If you were to tell Spurs’ fans that they would be in sole possession of fourth place and just 3 points off second place after one third of the season – they would have been ecstatic. When you factor in the injury challenges – the loss of their best player Modric and defensive injuries – Spurs have to feel even better about where they stand.
The international break has also arrived at the at a perfect time time for Spurs. Their form has started to slip a bit, due to mounting injuries. Luka Modric has played just four league games and Aaron Lennon has been out for the last two. Both are expected to be back when the international break concludes in a couple weeks. Spurs have also been suffering with injuries in the back. Bassong was the latest to go down with a hamstring. But although Woodgate and Dawson have recovered a few weeks more of training will allow them to improve their fitness and their sharpness. The pairing of King of Woodgate looked a bit off the pace against Sunderland and the break should allow Harry to reassess his back line.
The more balanced Premier league have also aided Spurs in their efforts to break into the top 4, as top sides are dropping more points.

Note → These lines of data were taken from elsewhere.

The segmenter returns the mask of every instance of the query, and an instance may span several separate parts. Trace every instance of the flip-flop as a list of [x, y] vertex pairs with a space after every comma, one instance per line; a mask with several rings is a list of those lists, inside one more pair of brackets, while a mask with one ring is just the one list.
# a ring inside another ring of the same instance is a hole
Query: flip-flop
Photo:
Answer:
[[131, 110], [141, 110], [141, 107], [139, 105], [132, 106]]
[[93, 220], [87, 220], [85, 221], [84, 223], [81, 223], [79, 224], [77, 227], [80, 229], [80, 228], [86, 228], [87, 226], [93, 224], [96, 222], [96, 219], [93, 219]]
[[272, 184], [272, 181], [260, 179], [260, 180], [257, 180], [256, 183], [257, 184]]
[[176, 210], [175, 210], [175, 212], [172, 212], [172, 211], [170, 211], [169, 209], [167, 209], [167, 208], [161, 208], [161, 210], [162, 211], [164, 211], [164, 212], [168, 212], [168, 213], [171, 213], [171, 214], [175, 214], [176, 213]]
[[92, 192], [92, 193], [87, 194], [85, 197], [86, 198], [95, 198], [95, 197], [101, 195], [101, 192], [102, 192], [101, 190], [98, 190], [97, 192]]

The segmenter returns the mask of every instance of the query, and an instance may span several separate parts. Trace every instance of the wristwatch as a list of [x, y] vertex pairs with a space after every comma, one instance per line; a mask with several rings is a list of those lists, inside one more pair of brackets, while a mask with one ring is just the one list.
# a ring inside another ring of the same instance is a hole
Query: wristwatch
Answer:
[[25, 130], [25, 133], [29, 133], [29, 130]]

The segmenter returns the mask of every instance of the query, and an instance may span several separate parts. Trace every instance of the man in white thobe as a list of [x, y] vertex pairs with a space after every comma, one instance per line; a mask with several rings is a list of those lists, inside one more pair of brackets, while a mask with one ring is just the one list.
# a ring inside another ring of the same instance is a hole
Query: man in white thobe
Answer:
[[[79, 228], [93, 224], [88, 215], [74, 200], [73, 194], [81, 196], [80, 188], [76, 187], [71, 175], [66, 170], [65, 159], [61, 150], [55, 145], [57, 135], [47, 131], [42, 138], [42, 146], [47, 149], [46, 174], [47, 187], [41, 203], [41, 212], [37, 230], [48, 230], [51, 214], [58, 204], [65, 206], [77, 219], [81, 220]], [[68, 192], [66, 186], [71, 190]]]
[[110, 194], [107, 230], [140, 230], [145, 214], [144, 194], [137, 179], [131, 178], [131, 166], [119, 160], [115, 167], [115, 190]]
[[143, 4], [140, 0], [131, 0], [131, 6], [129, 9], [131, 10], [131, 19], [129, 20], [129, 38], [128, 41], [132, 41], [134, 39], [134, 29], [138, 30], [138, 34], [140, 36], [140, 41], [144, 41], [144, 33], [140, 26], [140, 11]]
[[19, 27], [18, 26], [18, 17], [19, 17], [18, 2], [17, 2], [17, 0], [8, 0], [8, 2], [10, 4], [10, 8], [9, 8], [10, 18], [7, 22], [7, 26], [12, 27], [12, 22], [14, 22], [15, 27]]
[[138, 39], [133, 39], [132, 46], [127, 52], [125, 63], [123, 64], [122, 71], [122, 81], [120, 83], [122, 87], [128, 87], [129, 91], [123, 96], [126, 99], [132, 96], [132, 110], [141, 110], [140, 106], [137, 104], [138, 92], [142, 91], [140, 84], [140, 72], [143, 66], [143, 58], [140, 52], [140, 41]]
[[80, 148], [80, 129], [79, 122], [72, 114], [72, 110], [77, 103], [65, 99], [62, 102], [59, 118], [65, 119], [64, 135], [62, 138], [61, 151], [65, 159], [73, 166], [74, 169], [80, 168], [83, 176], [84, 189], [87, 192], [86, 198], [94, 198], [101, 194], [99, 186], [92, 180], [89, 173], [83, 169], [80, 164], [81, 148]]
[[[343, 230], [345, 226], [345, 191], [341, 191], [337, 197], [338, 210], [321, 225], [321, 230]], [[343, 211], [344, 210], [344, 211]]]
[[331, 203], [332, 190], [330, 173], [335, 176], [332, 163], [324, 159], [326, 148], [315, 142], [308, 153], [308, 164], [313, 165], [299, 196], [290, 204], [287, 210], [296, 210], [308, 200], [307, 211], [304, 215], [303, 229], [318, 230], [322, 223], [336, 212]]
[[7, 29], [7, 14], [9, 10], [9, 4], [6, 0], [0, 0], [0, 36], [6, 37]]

Liverpool looks increasingly fragile and looks the most likely to drop out of the top four. Man City can beat anybody, but draws in the last five games show they can also mail it in at any time. Arsenal are looking legit with Van Persie leading the line, but if he were to get injured the Gunners have no one to replace him and despite their impressive play they remain thin. One can’t imagine Manchester United dropping out of the top four, but they are not the invincible United they were in the past and an injury to Rooney would leave them scrambling. Chelsea look set to run away with the title and that won’t bother Spurs who will hope United and Arsenal will be left demoralized and unmotivated, putting those two a slip or two away from a real battle.
However, the general view in the British press is that Spurs don’t really have a chance, some even suggesting that a loss to Sunderland would have put Harry in hot water. Much of this negativity is part of an inherent bias toward Spurs, but a lot of this negativity is due to Spurs’ performance against the big four. Apart from the win on opening day of the season against Liverpool, Spurs lost 3-1 to Manchester United, 3-0 to Chelsea, and 3-0 to Arsenal. Spurs deserved to lose those games, but to be fair, the only one of those three that was a real rout was the Arsenal game. All three games were played without Modric and down 2-1 against United Spurs hit the bar, and should have had a penalty against Chelsea down 1-0. So none of the bounces went Spurs way in those games. But regardless the media puts way too much emphasis on these games, as big “tests” of a club’s “ambition.” If being a top side required beating the top sides then Manchester United last year would not have won the title, while Spurs on the other hand would not have been far off.
But where Tottenham have been poor over the last few years has been against the bottom half of the table. Yet this year Spurs had victories over Hull, West Ham, Birmingham, Burnley, Portsmouth, and Sunderland. A draw against Bolton and a defeat to Stoke. So against non-top 4 sides Spurs are 6-1-1 and against top four sides 1-0-3. If Spurs continue to win the games they are supposed to win they will be there in contention at the end.
In short, Spurs will come back in late November in fourth place and their two best attacking players back from injury. There is definitely reason to hope.